Deke Welles is among the most respected and well-liked conservation leaders in North America. The retired chairman of his family’s door manufacturing enterprise and a past chairman of the board of the Toledo Museum of Art, Welles is a generous, longtime donor to Delta’s research programs and, more recently, to the Million Duck Campaign.
“You’d be hard-pressed to find anyone who’s shared a duck blind or dinner table with Deke and not come away truly liking the man,” said Jeffrey Howell, vice president of development for The Duck Hunters Organization. “He is a brilliant thinker, and he’s adept at bringing other philanthropists to the table when articulating the science driving Delta’s Duck Production programs—Hen Houses and Predator Management.”

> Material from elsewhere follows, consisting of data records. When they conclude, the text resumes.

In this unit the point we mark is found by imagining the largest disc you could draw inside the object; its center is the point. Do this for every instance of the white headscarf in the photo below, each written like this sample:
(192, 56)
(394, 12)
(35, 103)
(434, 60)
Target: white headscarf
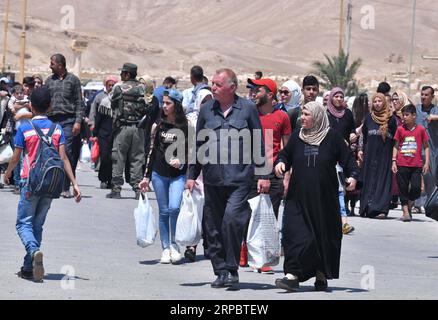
(321, 124)
(295, 90)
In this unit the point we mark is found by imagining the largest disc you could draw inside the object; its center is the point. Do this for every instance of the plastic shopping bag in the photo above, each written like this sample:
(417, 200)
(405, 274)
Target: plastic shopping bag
(145, 224)
(6, 151)
(280, 223)
(85, 156)
(189, 223)
(95, 151)
(263, 235)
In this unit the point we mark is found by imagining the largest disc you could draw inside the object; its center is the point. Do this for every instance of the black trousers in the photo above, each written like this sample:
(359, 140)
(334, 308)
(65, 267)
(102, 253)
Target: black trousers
(276, 193)
(72, 143)
(226, 211)
(106, 164)
(409, 184)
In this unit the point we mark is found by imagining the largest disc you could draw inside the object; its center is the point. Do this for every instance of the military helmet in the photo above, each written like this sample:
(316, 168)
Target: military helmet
(129, 67)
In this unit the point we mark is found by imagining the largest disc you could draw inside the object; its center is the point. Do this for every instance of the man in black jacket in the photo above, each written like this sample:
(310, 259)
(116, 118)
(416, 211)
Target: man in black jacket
(226, 183)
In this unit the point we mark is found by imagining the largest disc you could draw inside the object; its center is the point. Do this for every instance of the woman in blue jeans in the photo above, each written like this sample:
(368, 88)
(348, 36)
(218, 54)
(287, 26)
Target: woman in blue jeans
(168, 174)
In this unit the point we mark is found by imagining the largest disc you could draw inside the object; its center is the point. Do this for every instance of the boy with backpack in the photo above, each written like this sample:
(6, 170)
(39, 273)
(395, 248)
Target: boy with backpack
(407, 163)
(45, 164)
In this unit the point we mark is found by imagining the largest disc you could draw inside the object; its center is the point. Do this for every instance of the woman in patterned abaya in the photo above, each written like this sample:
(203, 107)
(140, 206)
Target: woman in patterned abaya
(378, 140)
(312, 227)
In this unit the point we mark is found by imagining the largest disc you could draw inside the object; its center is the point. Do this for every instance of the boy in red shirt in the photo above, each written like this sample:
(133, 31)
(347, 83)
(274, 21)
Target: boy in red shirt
(32, 209)
(407, 161)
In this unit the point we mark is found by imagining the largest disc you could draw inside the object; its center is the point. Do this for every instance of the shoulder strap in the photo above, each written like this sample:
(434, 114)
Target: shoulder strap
(45, 138)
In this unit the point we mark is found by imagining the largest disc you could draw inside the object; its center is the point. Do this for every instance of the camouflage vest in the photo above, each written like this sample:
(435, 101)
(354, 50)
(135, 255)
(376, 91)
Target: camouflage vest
(132, 106)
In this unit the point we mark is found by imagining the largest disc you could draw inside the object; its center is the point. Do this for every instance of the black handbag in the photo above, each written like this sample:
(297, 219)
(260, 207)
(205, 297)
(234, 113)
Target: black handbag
(431, 205)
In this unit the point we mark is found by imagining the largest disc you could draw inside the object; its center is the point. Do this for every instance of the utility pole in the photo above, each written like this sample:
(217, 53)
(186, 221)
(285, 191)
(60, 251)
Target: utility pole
(23, 40)
(341, 27)
(5, 37)
(348, 27)
(414, 7)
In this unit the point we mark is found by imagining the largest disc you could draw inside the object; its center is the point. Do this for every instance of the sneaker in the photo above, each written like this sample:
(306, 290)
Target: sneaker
(381, 216)
(232, 279)
(221, 281)
(165, 257)
(243, 256)
(66, 195)
(175, 255)
(321, 285)
(37, 266)
(114, 195)
(266, 270)
(287, 284)
(417, 210)
(23, 274)
(346, 228)
(190, 254)
(406, 218)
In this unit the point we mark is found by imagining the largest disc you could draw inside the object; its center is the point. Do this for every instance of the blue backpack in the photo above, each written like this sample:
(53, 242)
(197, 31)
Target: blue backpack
(46, 177)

An avid waterfowler, Welles is a member of the famed Winous Point Shooting Club of Port Clinton, Ohio—the oldest duck club in North America—where he worked to endow funding for a waterfowl student research program. He also helped establish a waterfowl- and wetlands-focused professorship at Ohio State University.
Welles is a member of the Wild Salmon Center’s board of directors; a Ducks Unlimited trustee; president of the Winous Point Marsh Conservancy and Waterhen Lodge duck club in Manitoba; an advisor to the Black Swamp Conservancy; and he’s a member of the Castalia Trout Club, the Anglers’ Club of New York, and the Rolling Rock Club in Ligonier, Pennsylvania.
“Deke’s longtime leadership for other conservation groups uniquely positions him to further strengthen Delta’s Board,” Howell said. “I’m confident Deke will be a monumental asset to to Delta’s mission to produce ducks and secure the future of waterfowling.”
When Welles isn’t hunting ducks, you’ll find him flyfishing for trout, salmon, or steelhead.
The 1974 cum laude graduate of Yale resides in St. Louis, Missouri.